This house suffered from inadequate ventilation in some rooms, which was so noticeable during the winter months that the air conditioner was often used to reduce humidity and the sense of "stuffiness." A whole-house heat-recovery ventilation system was added, with a priority on ventilating these stuffy rooms, to very good effect.
insulate above-ground wall
Above-ground walls are typically cost-effective to insulate, for a number of reasons:
- they are more exposed to wind than foundation walls are
- they are less solidly built than foundation walls
- until the 1960s, they were usually built without any insulation in them.

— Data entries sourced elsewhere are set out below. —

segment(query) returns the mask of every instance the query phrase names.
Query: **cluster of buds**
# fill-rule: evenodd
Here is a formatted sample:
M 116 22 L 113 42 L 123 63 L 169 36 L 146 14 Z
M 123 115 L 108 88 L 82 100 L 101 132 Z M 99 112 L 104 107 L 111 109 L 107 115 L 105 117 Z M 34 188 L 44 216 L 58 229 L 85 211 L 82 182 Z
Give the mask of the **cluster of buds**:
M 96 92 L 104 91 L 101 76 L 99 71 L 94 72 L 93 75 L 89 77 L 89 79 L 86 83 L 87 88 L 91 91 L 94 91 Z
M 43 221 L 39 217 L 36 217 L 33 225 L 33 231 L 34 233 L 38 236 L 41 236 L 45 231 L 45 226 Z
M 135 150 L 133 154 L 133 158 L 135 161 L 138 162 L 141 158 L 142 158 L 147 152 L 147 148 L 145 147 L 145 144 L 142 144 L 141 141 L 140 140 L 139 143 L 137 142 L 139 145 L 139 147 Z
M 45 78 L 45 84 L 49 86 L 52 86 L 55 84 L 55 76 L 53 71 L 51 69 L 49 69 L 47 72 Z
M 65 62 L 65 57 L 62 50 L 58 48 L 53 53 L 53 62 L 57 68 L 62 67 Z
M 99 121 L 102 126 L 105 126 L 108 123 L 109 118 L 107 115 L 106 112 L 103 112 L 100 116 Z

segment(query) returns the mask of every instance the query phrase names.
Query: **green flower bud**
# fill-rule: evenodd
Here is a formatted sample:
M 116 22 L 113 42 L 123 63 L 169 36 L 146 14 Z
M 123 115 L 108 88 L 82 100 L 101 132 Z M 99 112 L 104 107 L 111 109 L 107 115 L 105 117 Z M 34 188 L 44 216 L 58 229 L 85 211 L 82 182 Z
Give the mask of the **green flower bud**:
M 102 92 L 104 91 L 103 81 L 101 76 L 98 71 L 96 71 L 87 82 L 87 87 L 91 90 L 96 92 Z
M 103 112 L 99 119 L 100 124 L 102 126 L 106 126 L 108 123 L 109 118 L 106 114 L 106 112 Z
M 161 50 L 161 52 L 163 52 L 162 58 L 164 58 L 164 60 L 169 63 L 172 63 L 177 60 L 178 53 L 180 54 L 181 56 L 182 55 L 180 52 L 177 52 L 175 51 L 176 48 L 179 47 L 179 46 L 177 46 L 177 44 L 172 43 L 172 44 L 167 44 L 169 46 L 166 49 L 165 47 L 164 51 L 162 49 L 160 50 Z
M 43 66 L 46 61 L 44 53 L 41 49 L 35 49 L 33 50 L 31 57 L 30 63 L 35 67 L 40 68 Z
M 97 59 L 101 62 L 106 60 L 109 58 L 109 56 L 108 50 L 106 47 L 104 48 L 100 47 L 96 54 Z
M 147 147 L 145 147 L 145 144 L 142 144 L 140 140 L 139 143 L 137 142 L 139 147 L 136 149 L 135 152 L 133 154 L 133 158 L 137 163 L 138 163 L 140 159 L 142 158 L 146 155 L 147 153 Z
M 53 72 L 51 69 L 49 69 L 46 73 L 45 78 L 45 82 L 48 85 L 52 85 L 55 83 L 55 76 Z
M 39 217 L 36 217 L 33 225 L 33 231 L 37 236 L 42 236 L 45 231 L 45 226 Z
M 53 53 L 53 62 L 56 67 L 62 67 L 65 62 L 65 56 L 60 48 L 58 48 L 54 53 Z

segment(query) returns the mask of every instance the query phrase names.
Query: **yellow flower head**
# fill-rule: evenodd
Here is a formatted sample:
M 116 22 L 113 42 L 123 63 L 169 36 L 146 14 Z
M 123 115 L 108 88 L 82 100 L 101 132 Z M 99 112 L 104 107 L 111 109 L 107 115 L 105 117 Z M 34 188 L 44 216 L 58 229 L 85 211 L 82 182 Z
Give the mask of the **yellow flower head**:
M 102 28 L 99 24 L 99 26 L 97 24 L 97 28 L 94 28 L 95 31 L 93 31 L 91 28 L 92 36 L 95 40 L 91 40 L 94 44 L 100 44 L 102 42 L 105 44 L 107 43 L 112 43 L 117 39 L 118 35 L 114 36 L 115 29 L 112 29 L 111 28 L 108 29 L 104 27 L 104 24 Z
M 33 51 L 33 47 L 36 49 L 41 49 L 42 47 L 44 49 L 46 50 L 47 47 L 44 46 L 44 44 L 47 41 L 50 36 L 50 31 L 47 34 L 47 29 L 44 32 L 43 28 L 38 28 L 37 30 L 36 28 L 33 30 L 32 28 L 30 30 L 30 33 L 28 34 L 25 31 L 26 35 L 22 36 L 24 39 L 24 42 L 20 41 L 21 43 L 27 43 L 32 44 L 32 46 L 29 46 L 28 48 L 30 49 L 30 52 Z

Insulating above-ground walls usually involves drilling holes either on the inside or the outside of the wall and blowing cellulose insulation into each wall cavity. Since the cavities are usually only 16" wide and it takes two holes to fill each one, that's a lot of holes. If the holes are outside, they are covered with round plastic caps; when a house already has vinyl siding, these caps may be concealed behind the siding. If the holes are drilled inside, they are covered by a chair rail and crown molding.
The owners of this house had only recently moved in, after renting it to others. The tenants had used the thermostat very frugally so that the heating bills were unusually low and the computer model could not be made to match accurately.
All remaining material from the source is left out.